Interviewer: You and Prince wrote "Love Song" together, which is a wonderful
song. Did you and he work together or did he give you a track?
Madonna: No, he didn't give me a track. We sat down and just started fooling around. We had a lot of fun. What happened is that he played the drums and I played the synthesizer and we came up with the original melody line; I just, off the top of my head, started singing lyrics into the microphone. And then he overdubbed some guitar stuff and made a loop of it and sent it to me, and then I just started adding sections to it and singing parts to it. And then I sent it back to him, and he'd sing a part to it and add another instrument and send it back to me...it was like this sentence that turned into a paragraph that turned into a little miniseries. So it was great. It was a completely different way to work. And because of our schedules and everything, and he was in Minnesota and he likes to work there and I like to work here. So we kind of sent it back and forth. He's great. He's a real interesting...unique talent.

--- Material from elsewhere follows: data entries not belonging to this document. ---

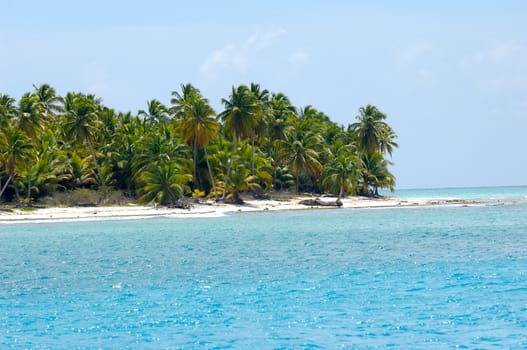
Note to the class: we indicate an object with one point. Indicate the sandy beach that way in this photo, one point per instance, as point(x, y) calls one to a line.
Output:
point(204, 209)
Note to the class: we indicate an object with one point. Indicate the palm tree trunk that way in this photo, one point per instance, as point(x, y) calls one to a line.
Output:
point(252, 155)
point(297, 183)
point(29, 185)
point(5, 185)
point(342, 190)
point(210, 174)
point(97, 167)
point(195, 174)
point(229, 166)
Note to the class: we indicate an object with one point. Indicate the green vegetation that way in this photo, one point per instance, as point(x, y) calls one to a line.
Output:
point(74, 146)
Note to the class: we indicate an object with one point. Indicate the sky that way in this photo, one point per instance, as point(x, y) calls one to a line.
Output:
point(450, 75)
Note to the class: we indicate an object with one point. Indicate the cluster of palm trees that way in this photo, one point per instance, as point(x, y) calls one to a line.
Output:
point(259, 142)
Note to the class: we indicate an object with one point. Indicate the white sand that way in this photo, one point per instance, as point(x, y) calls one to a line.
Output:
point(208, 209)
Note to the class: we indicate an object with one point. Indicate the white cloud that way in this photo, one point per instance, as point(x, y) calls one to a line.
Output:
point(237, 57)
point(299, 58)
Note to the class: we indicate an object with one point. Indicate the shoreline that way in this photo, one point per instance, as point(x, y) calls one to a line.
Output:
point(212, 209)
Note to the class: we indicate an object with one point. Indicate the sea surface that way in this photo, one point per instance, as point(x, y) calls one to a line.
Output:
point(409, 278)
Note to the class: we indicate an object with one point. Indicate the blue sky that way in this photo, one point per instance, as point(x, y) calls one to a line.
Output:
point(450, 75)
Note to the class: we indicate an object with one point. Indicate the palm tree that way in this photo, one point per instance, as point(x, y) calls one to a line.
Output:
point(375, 173)
point(15, 148)
point(30, 117)
point(81, 125)
point(262, 100)
point(196, 124)
point(241, 181)
point(302, 156)
point(240, 117)
point(341, 172)
point(165, 184)
point(371, 131)
point(156, 112)
point(51, 102)
point(8, 110)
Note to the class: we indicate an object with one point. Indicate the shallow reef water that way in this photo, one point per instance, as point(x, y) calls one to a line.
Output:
point(434, 277)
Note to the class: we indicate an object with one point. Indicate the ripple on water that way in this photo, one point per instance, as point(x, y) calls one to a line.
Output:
point(427, 277)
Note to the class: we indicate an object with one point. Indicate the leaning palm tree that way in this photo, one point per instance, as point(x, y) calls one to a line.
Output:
point(196, 124)
point(81, 125)
point(239, 118)
point(341, 173)
point(15, 148)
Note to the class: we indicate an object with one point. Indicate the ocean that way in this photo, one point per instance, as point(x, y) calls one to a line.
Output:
point(421, 277)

Interviewer: And it was an easy connection from the beginning for the two of
you?
Madonna: Yeah, it was. We started out being real admirers of each other's work. And, you know, we're already successful so we didn't have to prove anything to each other. We were on the same level. And I don't think he's had that same opportunity with other people that he's worked with. Because generally he tends to dominate everything.

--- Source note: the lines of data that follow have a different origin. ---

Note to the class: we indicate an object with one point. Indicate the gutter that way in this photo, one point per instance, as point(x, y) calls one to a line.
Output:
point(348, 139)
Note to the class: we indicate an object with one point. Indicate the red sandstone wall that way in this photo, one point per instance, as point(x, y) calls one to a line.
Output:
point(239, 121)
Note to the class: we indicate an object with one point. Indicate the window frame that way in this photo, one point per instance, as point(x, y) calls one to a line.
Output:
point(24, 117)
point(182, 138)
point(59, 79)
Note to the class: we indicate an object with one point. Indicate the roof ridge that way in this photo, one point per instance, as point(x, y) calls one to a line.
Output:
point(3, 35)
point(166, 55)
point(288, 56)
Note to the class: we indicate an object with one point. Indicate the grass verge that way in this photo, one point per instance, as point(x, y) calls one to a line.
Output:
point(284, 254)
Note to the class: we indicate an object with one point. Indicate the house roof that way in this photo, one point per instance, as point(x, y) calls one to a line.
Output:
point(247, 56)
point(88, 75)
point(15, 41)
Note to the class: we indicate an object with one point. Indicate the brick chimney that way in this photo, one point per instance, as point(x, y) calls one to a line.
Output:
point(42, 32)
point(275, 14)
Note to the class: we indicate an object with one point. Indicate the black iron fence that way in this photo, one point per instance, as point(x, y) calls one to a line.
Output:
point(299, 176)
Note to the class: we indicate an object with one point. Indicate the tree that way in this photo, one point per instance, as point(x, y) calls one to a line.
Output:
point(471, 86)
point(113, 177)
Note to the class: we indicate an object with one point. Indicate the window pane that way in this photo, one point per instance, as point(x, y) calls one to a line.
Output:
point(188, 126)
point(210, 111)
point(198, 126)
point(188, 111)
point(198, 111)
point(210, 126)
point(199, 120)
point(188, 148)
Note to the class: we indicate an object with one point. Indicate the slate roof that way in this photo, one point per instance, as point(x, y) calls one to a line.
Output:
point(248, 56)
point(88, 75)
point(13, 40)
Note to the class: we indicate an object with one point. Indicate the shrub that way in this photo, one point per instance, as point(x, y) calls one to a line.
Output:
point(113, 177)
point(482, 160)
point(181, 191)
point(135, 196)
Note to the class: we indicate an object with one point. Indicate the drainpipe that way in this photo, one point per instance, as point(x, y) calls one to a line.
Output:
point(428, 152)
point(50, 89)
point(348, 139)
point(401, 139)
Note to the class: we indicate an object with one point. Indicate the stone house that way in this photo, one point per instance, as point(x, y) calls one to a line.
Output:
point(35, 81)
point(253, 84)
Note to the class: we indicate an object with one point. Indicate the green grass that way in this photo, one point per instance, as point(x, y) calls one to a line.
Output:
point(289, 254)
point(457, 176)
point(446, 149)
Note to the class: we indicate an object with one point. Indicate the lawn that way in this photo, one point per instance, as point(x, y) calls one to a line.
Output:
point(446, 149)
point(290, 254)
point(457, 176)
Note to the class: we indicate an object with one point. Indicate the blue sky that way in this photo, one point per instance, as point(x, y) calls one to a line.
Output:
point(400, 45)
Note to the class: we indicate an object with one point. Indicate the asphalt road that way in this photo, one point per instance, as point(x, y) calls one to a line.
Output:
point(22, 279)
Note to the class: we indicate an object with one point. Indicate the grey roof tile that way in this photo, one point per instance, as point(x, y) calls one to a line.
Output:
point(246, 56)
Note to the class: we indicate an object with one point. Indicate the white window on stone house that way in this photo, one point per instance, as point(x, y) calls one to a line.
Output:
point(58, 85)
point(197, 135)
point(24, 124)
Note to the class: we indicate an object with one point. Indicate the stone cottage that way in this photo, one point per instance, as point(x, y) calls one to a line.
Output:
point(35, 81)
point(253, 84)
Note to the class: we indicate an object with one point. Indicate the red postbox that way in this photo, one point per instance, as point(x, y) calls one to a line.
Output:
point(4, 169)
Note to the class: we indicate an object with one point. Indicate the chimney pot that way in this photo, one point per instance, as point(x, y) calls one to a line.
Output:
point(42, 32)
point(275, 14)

Interviewer: "Act of Contrition," the closing track of Like a Prayer, has
backwards masking and other mysterious elements. Did he have anything to do
with that one as well? The credits only say, "Produced by the powers that be."
Madonna: Yeah, he did. He played guitar on it. He also played guitar on "Keep it Together."
Interviewer: I noticed on "Act of Contrition" that you have the choir from
"Like a Prayer" reversed on that.
Madonna: Yeah, we turned the tape and played everything backwards.